I decided to start school on July 30th because we will have visitors for several weeks this semester and will probably take a family vacation at some point.  Living in Vegas guarantees that we're never short of visitors, which is one of our favorite parts of living here.  I also wanted to get started with our routine before Classical Conversations begins, so I'm not so overwhelmed all at once.  

Here are some pics of our classroom space.
This area contains activities for my 3-yr old as well as extras if my 5-yr old finishes early.
We're using a card table to do our work.  I have big plans for dressing it up, but it's going to be a while before I can get to it.
I finished the table top, but still need to paint the legs.  I took maps, postcards, my old passport, etc. and glued them to the table.  I used ModPodge to make a clear coating over the top.
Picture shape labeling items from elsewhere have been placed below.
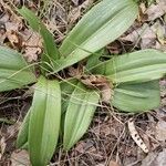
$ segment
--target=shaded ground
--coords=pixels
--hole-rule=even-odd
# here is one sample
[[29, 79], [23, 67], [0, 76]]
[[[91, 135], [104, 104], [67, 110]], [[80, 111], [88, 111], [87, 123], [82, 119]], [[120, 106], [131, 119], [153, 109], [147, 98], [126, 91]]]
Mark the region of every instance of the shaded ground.
[[[24, 53], [29, 62], [38, 61], [42, 52], [41, 40], [25, 27], [17, 14], [15, 7], [23, 3], [45, 22], [61, 43], [75, 22], [96, 1], [19, 1], [0, 0], [0, 44]], [[134, 25], [118, 40], [107, 45], [110, 54], [155, 48], [166, 51], [166, 2], [145, 6]], [[44, 17], [43, 17], [44, 15]], [[166, 82], [160, 81], [160, 108], [144, 114], [118, 113], [108, 105], [102, 105], [84, 137], [69, 153], [60, 148], [51, 166], [165, 166], [166, 165]], [[30, 107], [31, 94], [27, 90], [0, 94], [0, 165], [29, 165], [28, 155], [15, 151], [19, 126]], [[151, 103], [149, 103], [151, 104]], [[134, 117], [136, 131], [149, 153], [144, 153], [133, 141], [127, 122]], [[17, 162], [18, 160], [18, 162]]]

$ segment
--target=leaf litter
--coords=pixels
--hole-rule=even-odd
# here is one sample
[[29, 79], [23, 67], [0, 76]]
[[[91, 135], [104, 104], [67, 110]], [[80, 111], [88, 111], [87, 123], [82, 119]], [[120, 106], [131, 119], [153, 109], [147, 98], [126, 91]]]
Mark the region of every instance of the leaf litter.
[[[95, 0], [56, 0], [43, 7], [40, 1], [24, 1], [30, 9], [40, 9], [43, 13], [45, 25], [55, 35], [59, 43], [63, 40], [68, 31], [74, 27], [76, 21], [89, 10]], [[24, 53], [29, 62], [38, 61], [42, 53], [42, 41], [34, 33], [22, 18], [14, 11], [13, 6], [20, 6], [21, 1], [0, 1], [0, 44], [8, 45]], [[48, 10], [45, 10], [48, 9]], [[133, 48], [145, 49], [155, 48], [166, 51], [166, 1], [156, 0], [149, 7], [141, 4], [141, 14], [135, 24], [117, 41], [107, 46], [111, 53], [122, 53], [133, 50]], [[44, 15], [44, 17], [43, 17]], [[95, 77], [96, 79], [96, 77]], [[93, 85], [94, 77], [84, 79], [85, 84]], [[101, 81], [101, 80], [100, 80]], [[98, 82], [98, 80], [95, 82]], [[102, 81], [103, 82], [103, 81]], [[50, 165], [92, 165], [92, 166], [165, 166], [166, 165], [166, 82], [160, 81], [162, 106], [151, 113], [132, 115], [118, 113], [106, 104], [111, 98], [111, 92], [104, 86], [103, 101], [101, 107], [95, 113], [93, 123], [74, 148], [69, 153], [60, 149], [54, 154]], [[18, 100], [0, 104], [0, 115], [7, 120], [14, 117], [14, 124], [0, 124], [0, 165], [30, 165], [29, 156], [24, 151], [15, 149], [15, 136], [19, 125], [31, 102], [31, 95], [23, 97], [25, 92], [12, 92], [3, 94], [4, 98], [11, 95], [21, 96]], [[104, 102], [102, 104], [102, 102]], [[134, 117], [134, 132], [139, 135], [149, 153], [146, 154], [142, 146], [137, 146], [132, 138], [127, 122]], [[133, 125], [133, 124], [132, 124]], [[18, 163], [19, 162], [19, 163]]]

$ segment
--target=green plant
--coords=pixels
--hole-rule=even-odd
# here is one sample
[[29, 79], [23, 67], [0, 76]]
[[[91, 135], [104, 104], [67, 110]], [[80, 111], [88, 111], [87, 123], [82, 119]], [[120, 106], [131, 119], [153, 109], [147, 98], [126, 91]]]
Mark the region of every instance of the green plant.
[[[31, 108], [18, 135], [18, 148], [27, 148], [33, 166], [45, 166], [59, 137], [69, 151], [86, 132], [101, 98], [100, 86], [86, 86], [80, 77], [59, 76], [62, 70], [84, 60], [82, 75], [106, 81], [114, 91], [110, 103], [120, 111], [143, 112], [159, 105], [159, 79], [166, 73], [166, 54], [143, 50], [102, 62], [106, 44], [134, 22], [138, 7], [133, 0], [103, 0], [73, 28], [60, 49], [52, 34], [27, 8], [18, 10], [43, 39], [41, 76], [33, 74], [22, 55], [0, 46], [0, 91], [35, 83]], [[127, 15], [127, 17], [126, 17]], [[151, 103], [151, 104], [149, 104]], [[60, 142], [61, 144], [61, 142]]]

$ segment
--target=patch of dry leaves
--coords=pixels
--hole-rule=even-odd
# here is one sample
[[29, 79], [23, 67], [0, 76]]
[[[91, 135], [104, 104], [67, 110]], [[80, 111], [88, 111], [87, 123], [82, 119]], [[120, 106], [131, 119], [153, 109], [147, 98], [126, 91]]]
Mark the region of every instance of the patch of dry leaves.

It's not my best craftwork ever, but it works!  I left the map of the world, the US and Central America for the boys to use as reference when we're doing map work.
Our Classroom Expectations, calendar, weather graph, pocket charts, etc.
We have the flag up and say the Pledge of Allegiance every morning.  Our World Map is in Spanish.  Between the map and flag is piece of ribbon I hung with thumb tacks for a place to hang the boys' work.
Our classroom expectations: 1. We respect each other and our things. 2. We have a good attitude. 3. We do our best.

I have to admit, I was really nervous about our first day, but also very excited.  I felt like it went well, but already I wish there were more hours in the day.  That can only get worse when Classical begins, but hopefully by then we will have our schedule a bit more refined.  

Friday, July 27, 2012

BOOK IT! for Homeschoolers

How many of you remember participating in Book It as a kid?  I remember how much I looked forward to getting my very own personal pan pizza that I had earned all by myself!  I proudly wore my pin-on button displaying all the stars I had earned.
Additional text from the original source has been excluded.